Notice the fine lines between what is covered and what is not covered. What effect does such clarification have on the average Singaporean? They shut up. Yes, that’s my opinion and this can’t be fake news because you can see for yourself that there are significantly fewer shares on social media. Citizen reporting is virtually gone. Some bloggers have gone into hibernation. This blog, once my most popular, is also rapidly declining in page views. Will this affect Singapore in a way that worries Singaporeans? Of course not. It’s business as usual.
Most businesses probably have no reason to be worried about POFMA as the examples above show that it obviously does not target them. However, what is unsaid is more telling than what is said.
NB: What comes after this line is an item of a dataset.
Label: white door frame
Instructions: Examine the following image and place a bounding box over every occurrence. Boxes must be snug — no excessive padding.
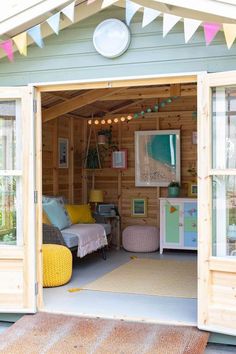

We know who are the ones in the aiming sights of POFMA. If you’re not one of them, you can pretty much carry on misleading the public with your super foods, miracle supplements, amazing treatments etc.
But if you’re one of “them”, then you have reason to worry. The Bill gives powers to ministers to take such actions “only” against “false statements of fact” which can include a lot of things – not just seditious statements, defamatory statements and statements which scandalise the judiciary, but practically anything under the sun that can be proven “false” under one condition or another. There are probably some other “only”s not mentioned. Either way, politically apathetic Singaporeans just need to stay apathetic or be even more apathetic. We can all feel safe until we’re sorry.
My mind and my heart have already voted with their feet. As I approach retirement, my physical self will soon follow. Singapore will only lose a writer who doesn’t contribute much to its GDP. You guys can happy GDPing.